Kriminalistisch-Wissenschaftliche Analyse zu den Auswirkungen und "Erfolgen", der Repressionspolitik in Deutschland:

>>> blogs.taz.de/drogerie/2...-der-kriminalstatistik/
bearbeitet von pioDE am 14.07.2019, 09:00
#194 vor 4 Tagen
hypnokay 1307 Beiträge
Auch wenn die Mortler ne Witzfigur ist, der "Drogenbeauftragte der Bundesregierung" ist nämlich genau das. Ein Beauftragter der Regierung. Nur eine Art Pressesprecher. Ein Sprechrohr. Die Position hat mal so garkeine "Macht" und darf so gut wie garnix entscheiden und übermittelt nur von der Regierung.

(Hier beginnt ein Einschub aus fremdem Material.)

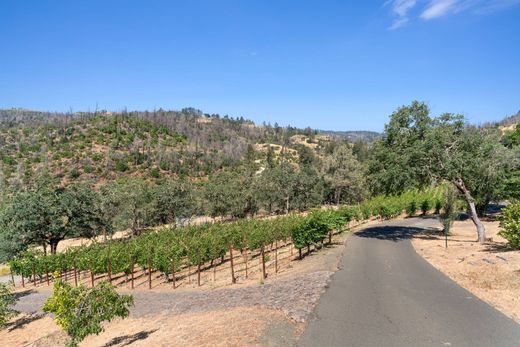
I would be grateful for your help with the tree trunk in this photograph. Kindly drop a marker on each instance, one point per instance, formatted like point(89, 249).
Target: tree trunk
point(481, 231)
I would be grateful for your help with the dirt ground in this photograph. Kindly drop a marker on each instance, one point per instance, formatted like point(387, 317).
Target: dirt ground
point(490, 271)
point(254, 312)
point(235, 327)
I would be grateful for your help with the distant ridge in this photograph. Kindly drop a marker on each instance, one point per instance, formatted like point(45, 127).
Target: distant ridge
point(353, 135)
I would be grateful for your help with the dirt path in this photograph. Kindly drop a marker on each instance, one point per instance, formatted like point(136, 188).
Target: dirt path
point(251, 313)
point(387, 295)
point(491, 271)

Find ich klasse, wie du immer mal wieder neue Infos hier reinhaust!
bearbeitet von hypnokay am 14.07.2019, 14:08
#195 vor 3 Tagen
pioDE 95 Beiträge
hypnokay:Auch wenn die Mortler ne Witzfigur ist, der "Drogenbeauftragte der Bundesregierung" ist nämlich genau das. Ein Beauftragter der Regierung. Nur eine Art Pressesprecher. Ein Sprechrohr. Die Position hat mal so garkeine "Macht" und darf so gut wie garnix entscheiden und übermittelt nur von der Regierung.

Find ich klasse, wie du immer mal wieder neue Infos hier reinhaust!


Ich danke dir und es freut mich zu hören, das es hier den ein oder anderen gibt, der sich für diese Thematik interessiert oder zumindest offen für neue Informationen dies bezüglich ist. :)

Deine anderen gemachten Aussagen kann ich nur voll und ganz bestätigen. Mit Marlene Mortlers ehemaliger Funktion als eben einziges dafür zuständiges Sprachrohr der Bundesregierung, ist sie zugleich aber auch der Hauptansprechpartner für Vertreter der Gegenseite gewesen, ohne dabei jedoch jemals ernsthaft argumentieren zu wollen oder noch besser, es einfach nicht gekonnt zu haben. Daher richten sich die von mir zitierten Auzüge, quasi als Nachruf direkt an Marlene Mortler.